As every year, so here comes the time for clubs and fans to study the list of potential opponents and play to imagine the worst and the best draw possible. It is also the moment to indulge in a small exercise of probabilities, more subtle than it seems at first glance.
The three basic rules of the draw
- a group winner is opposed to a group second.
- two clubs from the same group can not be drawn against each other.
- two clubs from the same country can not compete.
The eight group winners are: Dortmund, Barcelona, PSG, Porto, Bayern Munich, Manchester City, Real Madrid, Juventus.
The eight corresponding group seconds are: Atlético Madrid, Tottenham, Liverpool, Schalke 04, Ajax Amsterdam, Lyon, AS Roma, Manchester United.
A first good news for PSG
The Paris club will avoid Barcelona and Real Madrid, his tormentors in the last two seasons, because they also finished first in their group.
Potential opponents of PSG are all second in group, except Liverpool (which appeared in his qualifying group) and Lyon.
You might think that Paris has a six-chance chance of hitting each of its six potential opponents … but it's a bit more complicated than that.
Compare for example two possible opponents of the PSG: Atlético Madrid and Ajax Amsterdam. Ajax has seven potential opponents: all the group winners, except Bayern, which he faced in groups.
Atlético, he has only five possible opponents, since he can meet Dortmund, also from Group A, Barcelona and Real Madrid.
This mechanically increases the probability that the PSG falls on Atlético.
The operating mode of the draw complicates the simulations a little
We could therefore think that this is a simple enumeration exercise: we list all the eligible results of the draw (there are 3,694 this year), we count, for example, in how many cases the PSG meets Atlético (696 out of 3,694), and we deduce that the PSG has 696/3 694 = 18.8% chance of falling on Atlético. And that Manchester City has 1 068/3 694 = 28.9% chance of falling on the Griezmann club.

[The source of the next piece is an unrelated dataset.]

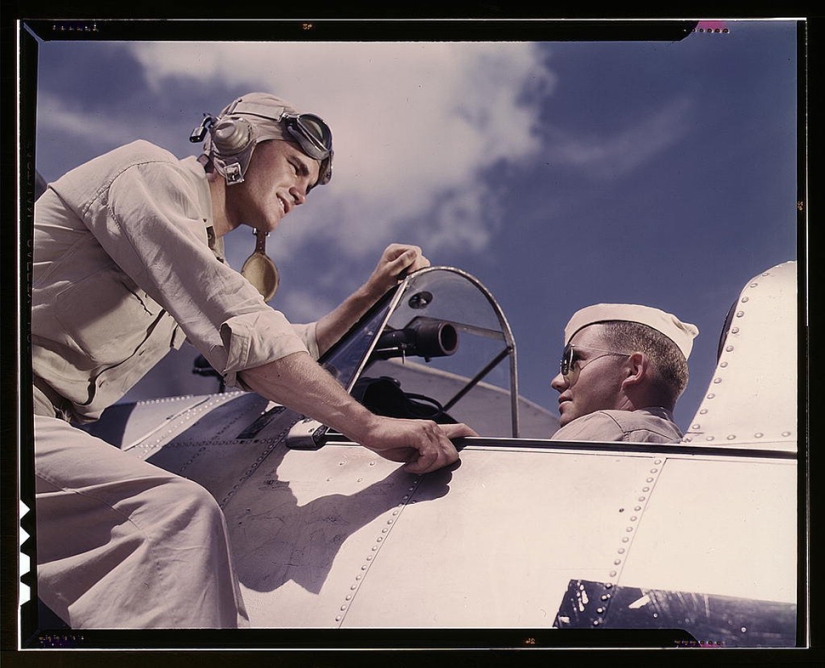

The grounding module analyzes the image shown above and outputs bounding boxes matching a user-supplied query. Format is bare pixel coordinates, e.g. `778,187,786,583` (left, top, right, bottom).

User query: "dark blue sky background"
36,21,800,428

It is almost true … but the operating mode of the draw comes to complicate a little more the thing.
This counting reasoning would be correct if the draw was to draw a random ball out of 3,694, each ball representing an eligible round of 16 game. That's not how UEFA does it.
The second group are placed in an urn, and each time a second group is drawn, an algorithm provides the list of his possible opponents among the group winners still available, then a club is drawn in the draw. this list.
The algorithm is not as simple as one might think since it must prevent future impasse.
Atlético Madrid or Shalke 04, Dortmund, Barcelona or Real
I simulated 2 million draws, following the official procedure of UEFA, to obtain the true probabilities (to 0,1% close).
Bad news for the PSG: his most likely opponent is also his opponent a priori the most dangerous, Atlético Madrid, but with a probability of only 18.5%. Schalke 04 follows with 18%. The least likely opponent of PSG is Ajax Amsterdam (13.3% chance).
As for Lyon, its most likely opponent is Borussia Dortmund (17.5%), closely followed by Barcelona (17.3%) and Real Madrid (17.1%), while its opponent the least likely is also his opponent a priori the most accessible, Porto (14.6%).
The most likely eighth final is Manchester City-Atletico (28.2%), followed by Manchester City-Schalke 04 (27.3%).
From the quarterfinals, the draw becomes full, without constraints, so much more readable … but much less funny in the eyes of the mathematician!